Vodacom has 30 days to make a new offer to Makate - court

Nkosana Makate invented the Please Call Me product while working as a trainee accountant at Vodacom more than two decades ago. Picture: File

Nkosana Makate invented the Please Call Me product while working as a trainee accountant at Vodacom more than two decades ago. Picture: File

Published Feb 6, 2024

Share

Please Call Me (PCM) inventor Nkosana Makate is expected to this time around be offered more for his Please Call Me invention, after the Supreme Court of Appeal on Tuesday ordered that cellphone giant Vodacom had to within 30 days make a new offer to Makate.

This must be based on a supplier contract with Makate of 18 years, and not five years, on which Vodacom earlier based its calculations.

Makate earlier asked for the compensation to be calculated over 20 years, but he said he would accept 18 years.

The court ordered that Vodacom chief executive Shameel Joosub’s determination of a reasonable compensation to Makate of R47 milion (based on a five year contract) – made in 2019 – be set aside.

The court further ordered that the matter be remitted back to Joosub to determine the amount of a reasonable compensation due to Makate, based on the fact that Makate had a contract with Vodacom for 18 years.

In terms of the SCA judgment, the new award due to be made by Vodacom must take into account the time value of money, calculated at an average inflation rate of 5% from March 1, 2001 to February 28, 2019.

In 2022, Judge Wendy Hughes also ordered that the matter had to be referred back to Vodacom to recalculate how much was due to Makate. She, however, gave several guidelines in her judgment which Vodacom had to bear in mind when it did its new calculations.

Vodacom subsequently turned to the SCA as it felt that its original offer of R47m was fair. It, however, also lost this round to have its offer enforced.

Makate worked for Vodacom as a trainee accountant. In 2000 he came up with a brilliant idea: a cellphone user with no airtime could send a request to another user with airtime, to call the former.

Based on this idea Vodacom developed the PCM product. It turned out to be a resounding success.

However, Vodacom refused to pay Makate anything for his idea. In 2008 he sued Vodacom in the high court, which was followed by long litigation.

In the end, Vodacom made him a R47m offer, which he refused.

Makate insisted that his invention was worth at least around R10 billion.

One of the issues before the SCA was whether Makate was entitled to a percentage of the revenue earned from PCM.

In his judgment, Judge Ashton Schippers commented that Vodacom would never have launched the PCM service unless it was financially viable.

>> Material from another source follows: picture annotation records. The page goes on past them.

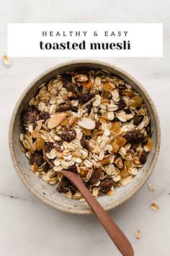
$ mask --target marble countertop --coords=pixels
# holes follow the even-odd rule
[[[161,147],[148,182],[130,200],[110,210],[137,256],[170,255],[170,4],[168,1],[6,1],[0,10],[0,54],[6,51],[7,22],[164,22],[164,58],[102,58],[126,70],[148,90],[161,125]],[[53,8],[51,8],[53,7]],[[120,20],[121,17],[121,20]],[[169,48],[168,48],[169,47]],[[27,85],[45,69],[68,58],[14,58],[0,61],[0,255],[120,255],[95,216],[66,214],[40,202],[24,187],[11,161],[8,129],[14,106]],[[156,202],[160,210],[150,204]],[[136,239],[135,231],[141,231]]]

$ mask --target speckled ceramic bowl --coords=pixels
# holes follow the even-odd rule
[[[15,169],[27,189],[40,200],[59,210],[71,213],[91,213],[91,210],[86,202],[80,202],[71,200],[56,191],[55,186],[46,184],[30,171],[30,163],[20,149],[19,135],[22,131],[21,114],[27,107],[28,102],[35,95],[42,82],[55,76],[69,70],[81,69],[104,69],[125,80],[143,97],[148,108],[153,129],[152,140],[153,147],[148,155],[147,162],[133,180],[125,187],[116,189],[113,196],[101,196],[98,200],[105,210],[114,208],[128,200],[146,183],[155,166],[160,147],[160,126],[155,106],[146,90],[130,74],[119,68],[107,63],[93,60],[76,60],[58,64],[37,77],[26,88],[14,108],[9,129],[9,148]],[[42,189],[45,186],[45,189]]]

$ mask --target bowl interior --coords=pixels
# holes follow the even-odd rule
[[[107,69],[130,84],[143,97],[151,116],[153,130],[152,135],[153,150],[148,155],[147,162],[140,170],[138,175],[127,186],[116,189],[113,196],[101,196],[98,198],[99,202],[105,210],[113,208],[125,202],[144,184],[156,163],[160,143],[158,119],[150,97],[137,81],[117,67],[94,61],[77,61],[58,66],[33,81],[22,95],[13,112],[9,131],[9,145],[12,161],[22,182],[35,196],[54,208],[73,213],[90,213],[91,210],[86,202],[81,202],[79,200],[70,200],[61,195],[56,191],[56,186],[46,184],[42,179],[39,179],[30,171],[29,160],[20,149],[19,135],[23,129],[21,122],[22,112],[23,109],[27,108],[28,102],[35,95],[38,87],[42,82],[48,81],[55,76],[63,74],[66,71],[82,70],[84,69]]]

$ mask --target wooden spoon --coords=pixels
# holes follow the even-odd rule
[[[45,148],[42,152],[45,161],[53,167],[54,164],[46,156]],[[60,172],[78,188],[122,255],[124,256],[133,256],[134,252],[130,242],[102,206],[89,192],[84,184],[79,174],[66,170],[62,170]]]

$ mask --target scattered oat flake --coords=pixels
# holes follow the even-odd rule
[[[154,210],[158,210],[160,209],[159,205],[156,202],[152,202],[151,204],[151,208]]]
[[[8,57],[7,55],[4,55],[2,57],[2,61],[6,65],[6,66],[9,66],[11,65],[11,61],[9,59],[9,58]]]
[[[140,237],[141,237],[141,232],[138,230],[136,232],[135,232],[135,237],[137,239],[140,239]]]
[[[155,186],[152,185],[151,184],[148,184],[148,188],[151,191],[155,191],[156,189]]]

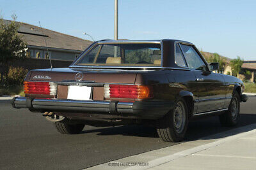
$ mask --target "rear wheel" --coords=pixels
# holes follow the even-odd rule
[[[84,127],[84,124],[76,124],[70,119],[65,118],[62,121],[54,122],[57,130],[61,134],[72,134],[80,133]]]
[[[182,141],[188,127],[188,113],[185,101],[176,102],[175,108],[157,122],[158,136],[168,142]]]
[[[228,111],[219,116],[221,125],[225,127],[236,125],[237,124],[239,112],[240,97],[238,92],[236,91],[233,94]]]

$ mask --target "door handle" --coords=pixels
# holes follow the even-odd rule
[[[204,78],[197,78],[196,81],[204,81]]]

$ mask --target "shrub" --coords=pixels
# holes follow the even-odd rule
[[[244,92],[256,93],[256,84],[253,83],[244,83]]]

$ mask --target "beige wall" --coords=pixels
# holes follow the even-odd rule
[[[230,75],[232,75],[232,68],[230,66],[227,66],[224,69],[223,74],[227,74],[228,72],[230,73]]]

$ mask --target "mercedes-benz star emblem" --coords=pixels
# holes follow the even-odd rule
[[[76,74],[75,79],[76,81],[81,81],[82,80],[83,78],[84,77],[84,74],[82,73],[78,73]]]

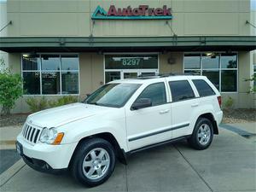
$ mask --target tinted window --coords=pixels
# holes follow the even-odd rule
[[[172,102],[179,102],[194,98],[195,95],[189,83],[187,80],[170,81]]]
[[[107,84],[92,93],[85,103],[113,108],[123,107],[140,84]]]
[[[166,103],[166,93],[164,83],[157,83],[148,85],[137,97],[151,99],[152,106]]]
[[[192,80],[195,86],[197,89],[200,96],[213,96],[215,92],[210,87],[210,85],[202,79],[195,79]]]

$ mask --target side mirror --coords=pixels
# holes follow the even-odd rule
[[[131,109],[137,110],[140,108],[145,108],[152,106],[151,99],[140,98],[137,100],[131,106]]]

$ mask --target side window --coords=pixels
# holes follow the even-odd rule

“PCM was, by Vodacom’s own admission, a triumph and contradicts the CEO’s muted description of it as a ‘good idea’ that would ‘benefit customers’,” the judge said.

He said the CEO ignored Vodacom’s newsletter – quoted by the Constitutional Court when the matter served before it, which states: “’Call Me’ has been a big success. On the first day of operation about 140 000 customers made use of the service.”

Given the success of the PCM service – all of which would have been known to a CEO in 2001, it is extremely unlikely that the contract would have endured for five years at most. The CEO’s claim that a tenure of five years is “generous” (when he offered the R47m), does not even arise, Judge Schippers remarked.

Logic and business sense dictate that after the launch of PCM, and as it continued being offered as a free service, Vodacom would have continued to monitor the success of the PCM service, he said.

If it was not commercially viable, it would have been discontinued. In light of the obvious success of the PCM service, it would have been irrational for Vodacom to terminate it after three (or five) years, he added.

“What all of this shows is that the CEO’s determination as to the duration of the contract is unreasonable and patently inequitable,” the judge said.

There is no reason why Makate should be content with a contract for only five years, he said. “The commercial viability of PCM is a proven fact. It is common ground that Vodacom has used the PCM service for more than 20 years and continues to do so.

“Mr Makate has stated that he is willing to accept a contract duration of 18 years. That, I think, is both reasonable and fair,” the judge said.

“It follows that this issue must be remitted to the CEO for him to determine,” the judge said.

“Although Makate sought in the high court alternative relief to the effect that the total revenue of the PCM product be determined by a new referee, he could have no objection to remittal to the CEO as the issue is one of pure calculation,” the judge said.